Apesar de ter acabado, o Panorama deixa um gosto de felicidade nas mentes dos cineastas e
públicos, que contaram com uma semana de muita experimentação e sensibilidade através da
câmera.

“Eu acho que a câmera [é o mais impressionante], é a câmera voltada para as pessoas e essa
sensibilidade, eu acho que ela foi muito bem colocada. Ver essa sensibilidade e também um
certo experimentalismo em um local aberto ao experimentalismo, eu acho que tiveram várias
narrativas que elas rompem o que a gente vê em uma sala de cinema, eu acho que isso é o
especial do festival”, afirma Ciro Garcez, integrante do Júri Jovem do Panorama.

“Foi uma semana muito proveitosa. Para as pessoas que gostam desses filmes, um panorama,
um festival de cinema, eu acho que é uma aula, é uma universidade. Então, para você fazer
filme, você tem que assistir filmes. Então é uma oportunidade única”, comenta Marcelo
Rabelo, responsável pelo documentário “No Rastro do Pé de Bode”.

Ao final do festival, seguindo a formação de alguns grupos de jurados, foram votados e


concedidos prêmios para alguns dos destaque nessa semana de cinema. Apesar da competição
acirrada, No Rastro do Pé de Bode e O Tempo das Coisas foram os dois grandes vencedores
da noite.

De São Paulinho para as telonas

Parte da Competitiva Baiana, “O Tempo das Coisas” lança um olhar contemplativo sobre as
histórias e saberes da comunidade rural de São Paulinho, no baixo sul da Bahia. A produção
ganhou o Prêmio Flávia Abubakir e foi o escolhido pelo Júri Jovem. Lara Beck, diretora do
filme, comemora poder participar do festival e trazer visibilidade para a comunidade
retratada.

“Foi uma emoção imensa participar com o filme do Festival. Algumas mulheres que foram
personagens desse filme, que participaram do filme com a gente, puderam vir para Salvador e
assistir a sessão no cinema”, comenta Beck “Foi um filme feito com muita simplicidade, com
uma equipe pequena, um filme feito com as pessoas da comunidade de São Paulinho, e não
sobre as pessoas, com as pessoas, feito à medida em que a gente se encontrava.
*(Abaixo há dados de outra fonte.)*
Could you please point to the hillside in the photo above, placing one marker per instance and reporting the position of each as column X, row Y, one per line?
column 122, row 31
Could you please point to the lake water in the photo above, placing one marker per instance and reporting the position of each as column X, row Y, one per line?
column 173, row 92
Então a gente
fica feliz e emocionada de ver que um filme que conta de uma maneira simples, mas sincera,
sobre pessoas de um lugar tenham tido esse reconhecimento, tenha tocado o coração das
pessoas, é uma alegria grande”.

A diretora também ressalta como essa proximidade com a comunidade de São Paulinho foi
importante na gravação e em como isso trouxe uma nova perspectiva para a obra, mostrando
que ‘é possível fazer o cinema com quem planta’.
“Teve um momento [na gravação] em que eu carreguei um ramo imenso de alface da horta
numa mão e na outra mão a câmera. Então é isso, é possível fazer um cinema como quem
planta, como quem cultiva a terra. Um cinema ligado à terra, ligado à vida”, pontua.
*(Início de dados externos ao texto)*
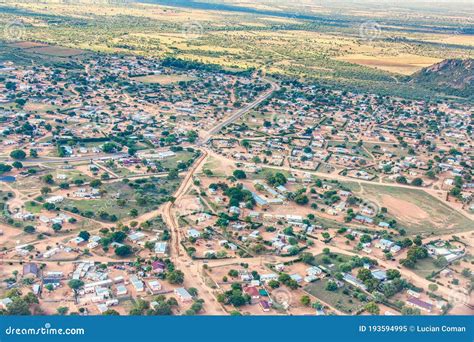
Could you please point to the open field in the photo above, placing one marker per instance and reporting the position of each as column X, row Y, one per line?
column 336, row 299
column 163, row 79
column 305, row 44
column 404, row 64
column 415, row 210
Com o sucesso no festival, Lara revela ter planos de exibir “O Tempos das Coisas”, não
somente em festivais, mas em outros circuitos, em especial nos de comunidades rurais. A
diretora enfatiza o poder de identificação que o curta têm com sua audiência e busca poder
aproximar ele ao máximo.

“Em abril a gente vai ter uma exibição do Tempo das Coisas no Quilombo do Boqueirão, que
fica na zona rural de Teolândia, baixo sul da Bahia também. Então, além de festivais, cria
esse circuito onde estão as pessoas também que se identificam com esse filme, onde estão
esses territórios que esse filme pode passar, esse filme que fala da zona rural, fala da terra,
então além dos festivais temos esses planos também”, conclui a diretora.
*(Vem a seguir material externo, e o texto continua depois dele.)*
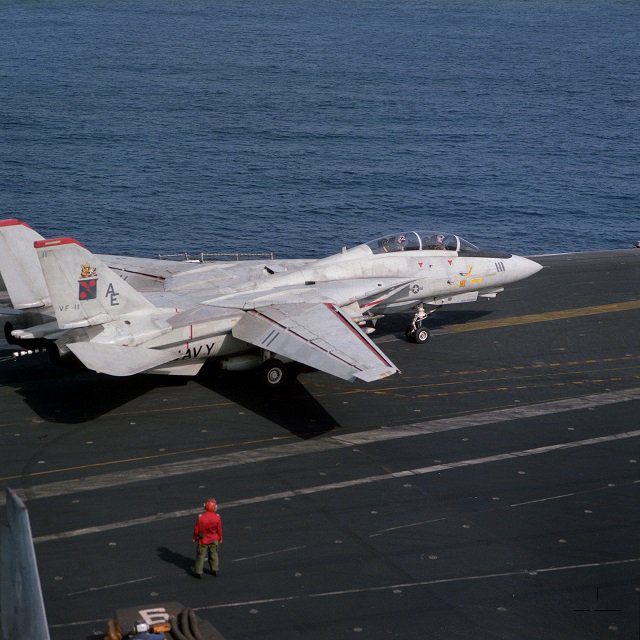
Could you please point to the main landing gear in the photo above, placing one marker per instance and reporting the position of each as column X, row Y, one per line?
column 273, row 373
column 415, row 332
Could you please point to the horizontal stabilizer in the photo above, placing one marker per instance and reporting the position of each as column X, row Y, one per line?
column 116, row 360
column 318, row 335
column 21, row 602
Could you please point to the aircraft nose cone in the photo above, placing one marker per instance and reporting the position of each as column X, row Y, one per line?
column 523, row 267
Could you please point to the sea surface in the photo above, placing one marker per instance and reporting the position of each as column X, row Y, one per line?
column 299, row 126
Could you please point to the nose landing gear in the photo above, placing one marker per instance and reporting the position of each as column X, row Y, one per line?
column 415, row 331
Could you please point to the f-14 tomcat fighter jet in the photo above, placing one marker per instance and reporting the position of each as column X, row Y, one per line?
column 122, row 315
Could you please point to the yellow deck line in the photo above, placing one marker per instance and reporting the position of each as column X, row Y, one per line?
column 547, row 316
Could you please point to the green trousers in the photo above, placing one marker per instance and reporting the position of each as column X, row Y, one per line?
column 207, row 551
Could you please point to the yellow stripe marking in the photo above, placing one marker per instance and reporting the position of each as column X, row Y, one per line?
column 547, row 316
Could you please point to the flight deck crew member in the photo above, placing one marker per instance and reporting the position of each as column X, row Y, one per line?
column 208, row 534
Homenagem Para Rato Branco

Ganhador de três das quatro categorias nas quais concorria, o documentário baiano “No rastro
do Pé de Bode”, de Marcelo Rabelo, foi o grande destaque da noite, sendo o filme mais
premiado do XIX Panorama Internacional Coisa de Cinema. O longa que resgata os segredos
e toques tradicionais da sanfona de 8 baixos, também chamada de “pé de bode”, foi escolhido
pelo Júri Oficial e pelo Júri Jovem da Competitiva Baiana, e também ganhou o inédito
Prêmio Flávia Abubakir.

“Eu diria que a sanfona de 8 baixos é um instrumento erudito, não é um instrumento somente
popular, não é aquela pequena sanfona que Januário ensinou ao Luiz Gonzaga, é um
instrumento extremamente difícil de executar”, discursou Marcelo ao receber o segundo
prêmio da noite, dedicando o prêmio a todos os mestres do instrumento e especialmente a
Rato Branco, seu personagem central, que faleceu de covid em 2020.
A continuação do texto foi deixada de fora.